If you are taking the time to read this post, I believe you would make a great mentor. My question is: do you believe it too?

I recently ran a couple of mentor training workshops for Women+ in Geospatial, a global professional network with thousands of members. They have the largest mentoring programme I know. Every year, it’s oversubscribed with over 400 people. Sadly, there aren’t enough mentors for everyone.

We need more mentors in this world.

As I’m sat on the train to deliver my last leadership development programme of the year, I’d like to bust a few myths around mentoring.

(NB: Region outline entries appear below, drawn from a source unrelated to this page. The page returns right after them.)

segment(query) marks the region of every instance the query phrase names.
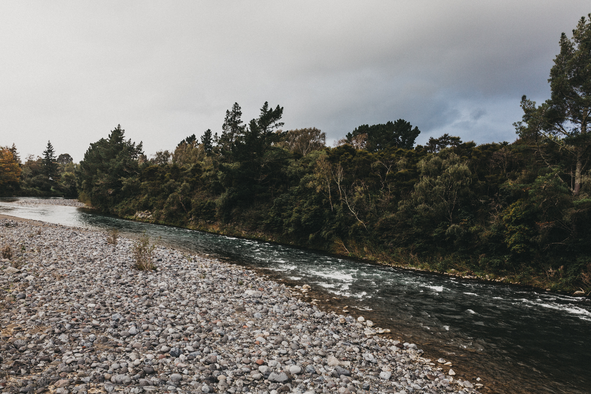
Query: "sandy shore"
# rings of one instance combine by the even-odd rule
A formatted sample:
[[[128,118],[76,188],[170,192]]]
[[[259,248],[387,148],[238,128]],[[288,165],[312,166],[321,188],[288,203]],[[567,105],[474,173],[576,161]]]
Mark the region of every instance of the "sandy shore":
[[[479,385],[243,267],[158,246],[157,271],[139,271],[132,240],[112,245],[100,232],[44,224],[0,218],[0,246],[13,252],[0,275],[1,369],[34,375],[0,379],[4,392],[462,393]]]

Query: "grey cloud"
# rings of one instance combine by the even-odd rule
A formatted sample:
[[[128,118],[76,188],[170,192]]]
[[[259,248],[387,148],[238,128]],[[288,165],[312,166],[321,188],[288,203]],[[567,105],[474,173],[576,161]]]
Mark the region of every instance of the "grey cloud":
[[[541,101],[583,1],[113,2],[0,4],[0,144],[82,158],[121,123],[147,153],[219,132],[234,102],[337,139],[402,118],[512,141],[519,98]]]

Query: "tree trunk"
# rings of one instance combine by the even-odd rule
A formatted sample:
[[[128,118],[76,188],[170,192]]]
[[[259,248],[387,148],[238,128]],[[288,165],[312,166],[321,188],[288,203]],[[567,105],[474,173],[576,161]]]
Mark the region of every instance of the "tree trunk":
[[[573,195],[577,196],[581,191],[581,183],[583,172],[583,161],[580,154],[577,155],[577,167],[574,170],[574,187],[573,188]]]

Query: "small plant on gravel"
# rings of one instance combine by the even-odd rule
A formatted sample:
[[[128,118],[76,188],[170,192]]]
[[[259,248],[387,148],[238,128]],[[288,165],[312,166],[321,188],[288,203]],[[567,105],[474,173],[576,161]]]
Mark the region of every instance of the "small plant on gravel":
[[[2,248],[2,258],[12,258],[12,250],[10,249],[10,245],[4,245],[4,248]]]
[[[150,245],[150,237],[145,233],[134,242],[131,246],[134,258],[135,259],[135,268],[141,271],[151,271],[155,266],[152,262],[155,245]]]
[[[14,260],[12,261],[12,265],[17,269],[20,269],[22,268],[22,266],[24,265],[24,262],[22,261],[22,258],[21,257],[18,260]]]
[[[109,235],[107,236],[107,243],[109,243],[112,245],[117,245],[117,239],[119,238],[119,230],[117,229],[113,229],[109,232]]]

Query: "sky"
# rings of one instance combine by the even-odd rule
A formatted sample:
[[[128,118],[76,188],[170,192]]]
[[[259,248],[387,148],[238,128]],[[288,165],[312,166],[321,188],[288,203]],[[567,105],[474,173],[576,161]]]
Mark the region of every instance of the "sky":
[[[562,32],[588,1],[3,1],[0,145],[83,159],[121,124],[150,155],[265,102],[327,142],[402,118],[512,142],[548,98]]]

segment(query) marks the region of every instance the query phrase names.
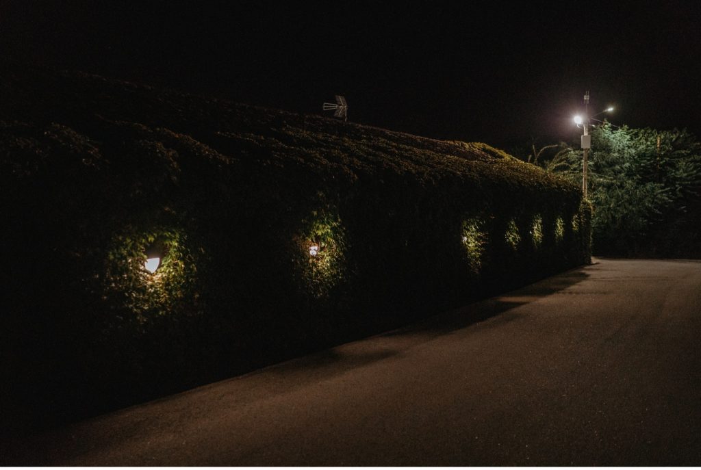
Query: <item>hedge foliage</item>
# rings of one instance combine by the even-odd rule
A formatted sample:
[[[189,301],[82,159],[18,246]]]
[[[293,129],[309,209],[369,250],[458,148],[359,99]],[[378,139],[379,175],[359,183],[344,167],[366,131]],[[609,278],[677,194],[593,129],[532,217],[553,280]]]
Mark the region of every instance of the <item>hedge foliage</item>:
[[[576,185],[484,144],[2,81],[6,409],[123,406],[589,261]]]

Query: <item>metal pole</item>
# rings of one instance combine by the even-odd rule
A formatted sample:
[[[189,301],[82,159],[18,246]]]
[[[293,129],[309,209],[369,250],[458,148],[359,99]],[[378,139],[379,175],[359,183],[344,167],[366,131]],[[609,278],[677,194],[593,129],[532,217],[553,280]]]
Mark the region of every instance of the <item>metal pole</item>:
[[[589,135],[589,133],[587,132],[587,123],[584,123],[584,134],[585,135]],[[589,154],[589,148],[585,146],[585,148],[584,148],[584,165],[583,165],[583,170],[582,170],[582,193],[584,194],[584,198],[585,199],[587,198],[587,171],[589,170],[588,167],[587,167],[587,157],[588,154]]]
[[[587,125],[589,124],[589,90],[584,92],[584,135],[588,136]],[[584,165],[582,167],[582,194],[584,198],[587,198],[587,157],[589,155],[589,148],[591,146],[591,141],[587,137],[582,137],[582,148],[584,150]]]

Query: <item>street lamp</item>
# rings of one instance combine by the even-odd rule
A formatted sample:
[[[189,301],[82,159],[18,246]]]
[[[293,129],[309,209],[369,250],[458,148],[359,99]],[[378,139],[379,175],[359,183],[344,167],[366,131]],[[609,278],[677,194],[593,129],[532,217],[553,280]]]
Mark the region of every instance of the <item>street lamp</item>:
[[[613,111],[612,106],[609,106],[602,111],[600,113],[597,113],[594,116],[588,116],[589,114],[589,92],[585,92],[584,94],[584,117],[580,116],[576,116],[574,117],[574,122],[578,127],[580,125],[582,125],[584,133],[582,134],[582,150],[584,151],[584,164],[582,165],[582,193],[584,195],[584,198],[587,198],[587,173],[588,170],[587,166],[587,157],[589,156],[589,149],[592,148],[592,136],[589,134],[589,122],[590,120],[599,121],[598,119],[594,119],[596,116],[599,114],[603,114],[604,113],[608,113],[609,111]],[[599,121],[601,122],[601,121]]]

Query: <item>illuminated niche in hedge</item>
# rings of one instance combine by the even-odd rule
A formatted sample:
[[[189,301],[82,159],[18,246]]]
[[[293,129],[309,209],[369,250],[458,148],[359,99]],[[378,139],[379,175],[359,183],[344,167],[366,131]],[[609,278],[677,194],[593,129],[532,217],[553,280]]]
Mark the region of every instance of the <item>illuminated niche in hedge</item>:
[[[346,232],[336,215],[316,211],[302,226],[297,243],[301,279],[308,293],[323,296],[346,275]]]
[[[579,233],[579,216],[576,214],[572,216],[572,231],[575,233]]]
[[[463,221],[461,233],[470,268],[475,272],[478,272],[482,268],[489,235],[485,230],[484,221],[479,219]]]
[[[555,241],[562,242],[565,237],[565,221],[562,217],[555,219]]]
[[[515,250],[519,247],[519,244],[521,243],[519,227],[516,225],[516,221],[513,219],[510,220],[508,224],[506,226],[506,233],[504,234],[504,238],[506,240],[506,244]]]
[[[531,237],[533,239],[533,244],[536,248],[538,248],[543,243],[543,217],[540,214],[537,214],[533,218],[533,223],[531,224]]]
[[[179,230],[126,230],[107,254],[105,300],[140,324],[188,310],[196,300],[197,270]]]

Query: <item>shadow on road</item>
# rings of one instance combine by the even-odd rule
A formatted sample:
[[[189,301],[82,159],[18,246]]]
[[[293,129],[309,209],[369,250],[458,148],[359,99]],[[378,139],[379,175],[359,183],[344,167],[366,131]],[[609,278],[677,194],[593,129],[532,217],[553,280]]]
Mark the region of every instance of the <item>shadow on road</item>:
[[[504,294],[431,316],[418,323],[382,336],[424,333],[435,336],[445,334],[493,317],[504,315],[517,307],[564,291],[589,277],[590,275],[585,272],[584,268],[579,268]],[[508,322],[515,318],[514,316],[508,316],[503,320]]]
[[[275,392],[289,392],[310,382],[328,379],[358,367],[368,366],[435,338],[466,328],[470,325],[499,317],[498,324],[513,321],[519,315],[512,310],[521,305],[543,299],[585,280],[590,275],[580,268],[542,279],[517,290],[432,315],[406,326],[374,336],[348,343],[267,368],[286,379]]]

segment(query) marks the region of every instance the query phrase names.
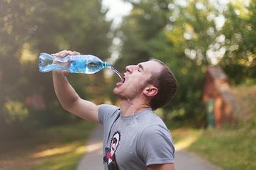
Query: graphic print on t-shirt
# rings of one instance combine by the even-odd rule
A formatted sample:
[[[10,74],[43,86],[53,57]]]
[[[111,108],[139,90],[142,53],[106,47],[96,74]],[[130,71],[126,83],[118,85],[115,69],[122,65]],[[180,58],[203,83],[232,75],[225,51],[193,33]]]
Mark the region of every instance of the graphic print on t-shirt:
[[[121,140],[121,135],[119,131],[113,133],[110,142],[110,147],[105,147],[106,155],[103,158],[104,163],[108,164],[108,170],[118,170],[118,166],[116,164],[115,153],[119,145]]]

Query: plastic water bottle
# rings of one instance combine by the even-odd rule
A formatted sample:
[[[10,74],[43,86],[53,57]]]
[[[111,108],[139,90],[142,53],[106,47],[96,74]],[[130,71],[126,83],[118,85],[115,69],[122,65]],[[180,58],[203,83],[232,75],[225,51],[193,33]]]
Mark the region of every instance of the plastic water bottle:
[[[121,74],[107,62],[102,62],[91,55],[67,55],[64,58],[41,53],[39,56],[39,71],[67,70],[70,73],[94,74],[104,68],[111,69],[122,79]]]

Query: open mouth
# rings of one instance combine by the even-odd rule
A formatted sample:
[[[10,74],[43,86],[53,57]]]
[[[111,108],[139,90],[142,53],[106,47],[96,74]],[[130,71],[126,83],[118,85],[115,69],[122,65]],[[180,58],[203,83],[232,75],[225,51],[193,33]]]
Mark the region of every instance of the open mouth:
[[[119,87],[119,86],[122,86],[124,84],[125,81],[126,81],[126,76],[123,74],[123,77],[122,77],[122,80],[116,84],[116,87]]]

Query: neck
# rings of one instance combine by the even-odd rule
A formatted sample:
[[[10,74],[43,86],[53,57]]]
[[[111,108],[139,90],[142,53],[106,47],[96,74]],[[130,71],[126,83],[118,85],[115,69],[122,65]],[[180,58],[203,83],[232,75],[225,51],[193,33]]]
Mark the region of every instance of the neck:
[[[129,98],[121,101],[121,115],[122,116],[133,115],[145,108],[150,108],[150,106],[147,103],[135,102]]]

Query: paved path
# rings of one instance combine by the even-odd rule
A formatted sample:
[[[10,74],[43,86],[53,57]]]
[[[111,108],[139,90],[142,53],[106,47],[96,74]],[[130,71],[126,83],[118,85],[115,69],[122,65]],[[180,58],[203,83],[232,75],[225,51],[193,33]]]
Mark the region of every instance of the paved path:
[[[103,170],[102,135],[103,128],[99,125],[86,145],[87,154],[81,159],[77,170]],[[176,151],[175,170],[220,170],[197,155],[185,150]]]

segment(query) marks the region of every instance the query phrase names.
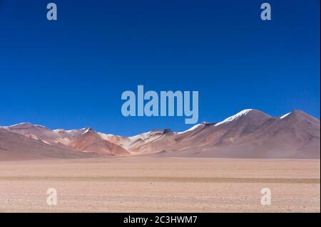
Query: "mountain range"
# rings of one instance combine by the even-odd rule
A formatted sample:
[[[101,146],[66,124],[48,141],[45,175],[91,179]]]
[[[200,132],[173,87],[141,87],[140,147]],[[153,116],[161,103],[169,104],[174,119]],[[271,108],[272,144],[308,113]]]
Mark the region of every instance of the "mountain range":
[[[153,130],[133,137],[91,127],[52,130],[31,123],[0,127],[0,160],[142,155],[320,159],[320,120],[301,110],[271,117],[248,109],[185,132]]]

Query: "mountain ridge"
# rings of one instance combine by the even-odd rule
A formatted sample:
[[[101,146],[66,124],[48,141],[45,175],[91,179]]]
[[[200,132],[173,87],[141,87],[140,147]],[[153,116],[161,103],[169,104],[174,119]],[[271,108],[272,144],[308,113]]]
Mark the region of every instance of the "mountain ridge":
[[[52,149],[116,157],[320,159],[320,120],[300,110],[272,117],[258,110],[246,109],[221,122],[201,122],[183,132],[151,130],[132,137],[105,134],[90,127],[51,130],[29,122],[0,130],[2,134],[7,131],[22,135]],[[1,143],[3,140],[0,152]]]

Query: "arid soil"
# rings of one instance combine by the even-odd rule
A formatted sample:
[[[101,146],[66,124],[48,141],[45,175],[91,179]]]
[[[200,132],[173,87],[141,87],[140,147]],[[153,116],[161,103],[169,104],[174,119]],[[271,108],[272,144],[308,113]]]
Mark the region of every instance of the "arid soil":
[[[320,212],[320,159],[4,161],[0,212]]]

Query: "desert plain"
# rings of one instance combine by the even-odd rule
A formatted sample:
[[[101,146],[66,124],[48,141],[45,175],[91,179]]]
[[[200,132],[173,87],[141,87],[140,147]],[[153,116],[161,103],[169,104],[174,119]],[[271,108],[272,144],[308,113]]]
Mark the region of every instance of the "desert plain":
[[[0,212],[320,212],[320,159],[1,161]]]

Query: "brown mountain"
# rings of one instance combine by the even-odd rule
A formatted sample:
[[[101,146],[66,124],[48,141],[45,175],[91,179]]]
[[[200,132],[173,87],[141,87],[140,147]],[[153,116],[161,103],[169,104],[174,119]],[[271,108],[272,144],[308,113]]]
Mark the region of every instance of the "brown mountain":
[[[0,160],[75,159],[96,157],[98,156],[93,153],[75,152],[0,129]]]
[[[129,137],[106,134],[89,127],[51,130],[29,123],[2,129],[23,135],[29,141],[51,146],[51,149],[78,153],[227,158],[320,157],[320,120],[300,110],[275,117],[260,110],[244,110],[220,122],[203,122],[182,132],[154,130]]]

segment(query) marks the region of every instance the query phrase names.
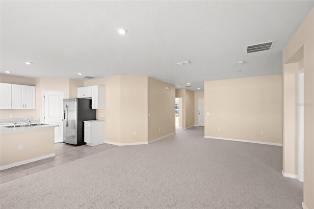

Myth 1: I need a lot of training

I’m always amazed at how quickly someone with no prior mentoring training can make a positive impact with just the basic mechanics of coaching, which you can easily learn with a bit of practice:

🌳 Listen to understand, not to reply
🌳 After you’ve listened, repeat back what you’ve heard (trust me, this is a superpower)
🌳 Ask open questions to help your mentee find their own solutions (like, “what else could you do?”)
🌳 If it’s useful, give advice — sparingly and lightly — and only after you have tried the above.

Do these things, and you can’t go far wrong.

Myth 2: I don’t know enough to be a mentor

Historically speaking, a mentor is a senior and well-connected person supporting someone more junior in their career development.

While that may still be true in some cases, you don’t need to be an expert to be a mentor. In fact, it’s much harder work to be a good mentor if you really are an expert in something.

As the Zen saying goes: in the beginner’s mind there are many possibilities, but in the expert’s mind there are few.

So here comes the crux

As a mentor, you need to be a role model for learning and — therefore — not knowing all the answers.

You need to be real and share your own insecurities, doubts and uncertainties. Because this will relieve your mentee of the pressure to be perfect. In seeing you as a real person with all your foibles, they are empowered to be real, too. And so you are creating the space for them to learn and grow. Just as you are, too. It’s a virtuous circle.

Have you ever watched the BBC’s Race Across the World? It is rarely the most experienced people who end up winning. It is those who are most open to learning and taking risks. And by the end of it, they have grown tremendously.

Mentoring is a partnership of two fellow travellers discovering things together. The quality of the relationship matters much more than anything else. And that takes two people, even if one of them is more experienced.

Last year I wrote about how mutual learning isn’t optional — it’s a necessity. I was learning about it then as a coaching supervisor, and I’m still learning about it now… it never ends.

Mentoring is a celebration of that. Who could you mentor today?